Where "top 1%" comes from
PostSnag's pricing page lists a "Discovery feed (top 1%)" feature. That's shorthand for what Discovery is built to do, surface standout, high-performing posts rather than a full unfiltered stream of everything captured, not a precise percentile recalculated for every individual post. Treat "top 1%" as PostSnag's way of saying the good stuff rises to the top, not a formula stamped on individual posts.
The three places PostSnag actually surfaces standout posts
Each of these uses its own ranking, so the same post can land in a different spot depending on where you're looking:
Discovery, sorted by Recent or Trending, pulls standout posts from across every profile the whole community tracks. Trending weighs a comment as four reactions and a share as three. See What is the Discovery feed?
The extension panel's Top Performing Posts, the top 3 posts from the profile you're actively capturing right now, ranked by the same weighted score Discovery's Trending sort uses: a comment counts as four reactions, a share counts as three, so a highly-discussed post can outrank one with more raw reactions but little conversation.

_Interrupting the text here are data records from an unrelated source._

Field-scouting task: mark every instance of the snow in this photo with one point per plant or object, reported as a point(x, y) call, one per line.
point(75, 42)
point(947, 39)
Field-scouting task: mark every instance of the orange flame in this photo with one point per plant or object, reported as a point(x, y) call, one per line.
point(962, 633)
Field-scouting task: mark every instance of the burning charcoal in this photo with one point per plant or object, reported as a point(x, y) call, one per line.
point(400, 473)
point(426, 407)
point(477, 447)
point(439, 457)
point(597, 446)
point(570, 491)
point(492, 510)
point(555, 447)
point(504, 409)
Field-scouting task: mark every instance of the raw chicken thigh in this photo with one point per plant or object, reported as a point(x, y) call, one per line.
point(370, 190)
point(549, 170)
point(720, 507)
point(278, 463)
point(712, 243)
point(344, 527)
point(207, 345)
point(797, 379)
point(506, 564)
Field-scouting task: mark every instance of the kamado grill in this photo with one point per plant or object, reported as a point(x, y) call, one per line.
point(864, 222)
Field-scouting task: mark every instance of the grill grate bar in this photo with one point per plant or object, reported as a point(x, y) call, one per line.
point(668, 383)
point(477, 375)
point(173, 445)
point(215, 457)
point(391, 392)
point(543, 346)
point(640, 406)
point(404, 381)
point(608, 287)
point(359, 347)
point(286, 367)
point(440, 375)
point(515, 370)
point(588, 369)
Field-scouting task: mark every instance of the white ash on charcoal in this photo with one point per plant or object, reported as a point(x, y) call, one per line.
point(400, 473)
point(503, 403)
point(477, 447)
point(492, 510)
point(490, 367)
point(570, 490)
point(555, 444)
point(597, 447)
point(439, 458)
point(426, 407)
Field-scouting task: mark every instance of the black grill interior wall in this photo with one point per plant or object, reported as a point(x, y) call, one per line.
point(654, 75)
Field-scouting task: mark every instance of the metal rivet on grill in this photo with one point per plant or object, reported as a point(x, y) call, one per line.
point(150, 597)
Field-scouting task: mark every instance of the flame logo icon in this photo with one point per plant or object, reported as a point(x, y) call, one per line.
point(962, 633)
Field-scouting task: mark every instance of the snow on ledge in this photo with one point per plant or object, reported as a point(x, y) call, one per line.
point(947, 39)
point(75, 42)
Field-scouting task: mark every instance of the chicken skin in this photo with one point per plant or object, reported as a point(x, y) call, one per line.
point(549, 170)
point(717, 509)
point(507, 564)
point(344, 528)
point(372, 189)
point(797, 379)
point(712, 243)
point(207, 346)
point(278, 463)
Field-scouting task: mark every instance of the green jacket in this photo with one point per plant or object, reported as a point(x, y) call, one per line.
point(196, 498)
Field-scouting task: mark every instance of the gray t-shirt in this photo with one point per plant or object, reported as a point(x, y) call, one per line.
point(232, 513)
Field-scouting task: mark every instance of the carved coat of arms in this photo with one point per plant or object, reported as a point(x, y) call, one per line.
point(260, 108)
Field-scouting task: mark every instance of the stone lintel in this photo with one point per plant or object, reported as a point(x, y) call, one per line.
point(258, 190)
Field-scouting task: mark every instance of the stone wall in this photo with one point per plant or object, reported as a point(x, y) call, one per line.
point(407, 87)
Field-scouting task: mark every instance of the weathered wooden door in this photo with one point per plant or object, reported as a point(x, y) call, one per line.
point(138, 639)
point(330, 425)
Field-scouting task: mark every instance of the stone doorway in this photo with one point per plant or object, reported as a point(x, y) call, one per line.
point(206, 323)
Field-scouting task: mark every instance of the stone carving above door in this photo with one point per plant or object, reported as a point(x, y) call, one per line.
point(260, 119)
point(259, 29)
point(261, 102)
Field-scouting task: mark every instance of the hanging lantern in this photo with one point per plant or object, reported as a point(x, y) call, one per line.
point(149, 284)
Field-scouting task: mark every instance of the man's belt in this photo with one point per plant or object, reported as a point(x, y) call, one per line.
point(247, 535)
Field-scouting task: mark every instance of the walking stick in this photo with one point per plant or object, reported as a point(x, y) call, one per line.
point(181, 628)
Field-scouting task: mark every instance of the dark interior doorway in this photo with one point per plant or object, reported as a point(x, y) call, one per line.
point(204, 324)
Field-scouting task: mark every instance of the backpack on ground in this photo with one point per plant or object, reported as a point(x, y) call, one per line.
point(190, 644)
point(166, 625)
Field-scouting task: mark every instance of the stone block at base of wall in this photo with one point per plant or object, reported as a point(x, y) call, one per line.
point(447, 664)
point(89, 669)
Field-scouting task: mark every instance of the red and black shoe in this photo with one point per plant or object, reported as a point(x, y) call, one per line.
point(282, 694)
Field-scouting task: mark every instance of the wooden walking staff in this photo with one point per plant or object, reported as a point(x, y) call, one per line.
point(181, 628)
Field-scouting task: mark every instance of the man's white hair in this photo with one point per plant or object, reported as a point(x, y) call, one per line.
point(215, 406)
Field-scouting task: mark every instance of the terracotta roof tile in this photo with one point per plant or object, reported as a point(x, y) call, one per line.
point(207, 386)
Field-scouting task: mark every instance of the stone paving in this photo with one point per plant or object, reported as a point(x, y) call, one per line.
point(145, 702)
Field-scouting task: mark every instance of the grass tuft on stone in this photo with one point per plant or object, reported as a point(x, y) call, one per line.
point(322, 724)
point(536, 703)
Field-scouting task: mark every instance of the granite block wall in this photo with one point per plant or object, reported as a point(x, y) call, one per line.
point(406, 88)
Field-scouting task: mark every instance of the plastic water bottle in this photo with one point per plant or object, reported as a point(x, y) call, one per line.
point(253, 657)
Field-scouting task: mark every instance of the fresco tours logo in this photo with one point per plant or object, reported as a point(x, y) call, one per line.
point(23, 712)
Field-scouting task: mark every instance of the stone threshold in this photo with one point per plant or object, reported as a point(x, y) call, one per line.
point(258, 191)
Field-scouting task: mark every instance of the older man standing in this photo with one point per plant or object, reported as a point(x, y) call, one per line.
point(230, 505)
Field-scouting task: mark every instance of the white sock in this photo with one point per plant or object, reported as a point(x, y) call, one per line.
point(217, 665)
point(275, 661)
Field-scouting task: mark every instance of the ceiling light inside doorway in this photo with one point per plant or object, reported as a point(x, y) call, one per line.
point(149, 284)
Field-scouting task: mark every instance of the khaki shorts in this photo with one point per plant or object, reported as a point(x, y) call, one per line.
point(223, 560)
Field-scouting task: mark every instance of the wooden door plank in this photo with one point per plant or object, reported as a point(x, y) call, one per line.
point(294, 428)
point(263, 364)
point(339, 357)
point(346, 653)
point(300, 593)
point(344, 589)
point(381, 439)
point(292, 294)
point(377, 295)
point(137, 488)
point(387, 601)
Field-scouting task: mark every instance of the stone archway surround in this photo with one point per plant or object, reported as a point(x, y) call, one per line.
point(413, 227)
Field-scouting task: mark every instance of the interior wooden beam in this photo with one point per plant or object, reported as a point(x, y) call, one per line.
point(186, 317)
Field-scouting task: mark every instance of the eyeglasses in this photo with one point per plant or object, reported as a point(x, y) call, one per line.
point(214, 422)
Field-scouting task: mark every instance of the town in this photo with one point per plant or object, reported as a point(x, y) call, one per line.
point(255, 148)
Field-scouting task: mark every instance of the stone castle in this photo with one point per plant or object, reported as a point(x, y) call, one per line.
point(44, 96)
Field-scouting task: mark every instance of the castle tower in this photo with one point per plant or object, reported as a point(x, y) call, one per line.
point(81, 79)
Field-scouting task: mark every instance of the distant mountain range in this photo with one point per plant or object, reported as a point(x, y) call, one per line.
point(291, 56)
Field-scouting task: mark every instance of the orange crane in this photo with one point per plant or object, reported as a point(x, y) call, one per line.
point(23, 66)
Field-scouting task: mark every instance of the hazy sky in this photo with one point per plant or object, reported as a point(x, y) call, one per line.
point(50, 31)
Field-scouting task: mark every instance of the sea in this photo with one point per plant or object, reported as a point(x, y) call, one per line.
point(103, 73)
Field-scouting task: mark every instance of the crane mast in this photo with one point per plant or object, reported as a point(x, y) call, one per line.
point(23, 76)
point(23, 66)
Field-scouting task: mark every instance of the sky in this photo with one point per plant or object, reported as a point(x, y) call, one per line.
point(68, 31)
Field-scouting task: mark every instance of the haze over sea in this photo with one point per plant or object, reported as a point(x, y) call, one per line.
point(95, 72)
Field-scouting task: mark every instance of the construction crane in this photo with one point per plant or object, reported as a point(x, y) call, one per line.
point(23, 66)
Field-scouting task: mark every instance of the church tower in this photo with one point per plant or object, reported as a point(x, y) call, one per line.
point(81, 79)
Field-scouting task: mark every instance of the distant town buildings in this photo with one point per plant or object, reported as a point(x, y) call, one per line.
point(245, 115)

Analytics' Top performing posts, the top posts across everything you've captured in the whole dashboard, ranked by plain total reactions, with a "See all" link to the full ranked list of up to 60. See How do I read a profile's performance in Analytics?.
The panel and Discovery both weight comments and shares more heavily than likes; Analytics ranks by raw reaction totals. Neither is "more correct" than the other; they're just answering slightly different questions, what's getting talked about versus what's getting the most reactions overall.
Common questions
Is there a number on each post showing whether it's an outlier?
No. PostSnag doesn't label individual posts as outliers. It surfaces standout posts through Discovery, the panel's Top Performing Posts, and Analytics instead.
Is "top 1%" calculated the same way for every profile?
No. It's a general description of standout, high-performing posts relative to a profile's own typical results, not one fixed formula applied identically everywhere.
Why do the panel and Analytics rank top posts differently?
The extension panel's Top Performing Posts weighs comments and shares more heavily than likes. Analytics' Top performing posts section ranks by total reactions. Both surface strong posts; they just sort them differently.
Where's the best place to find a profile's best posts?
Analytics' Top performing posts section if you want a profile's full ranked list, or Discovery if you want standout posts across every profile you track.
Does capturing more of a profile's history change what counts as an outlier?
It can. Outlier status is relative to what you've actually captured for that profile, so scanning further back can surface older posts that reset what "normal" looks like for that profile.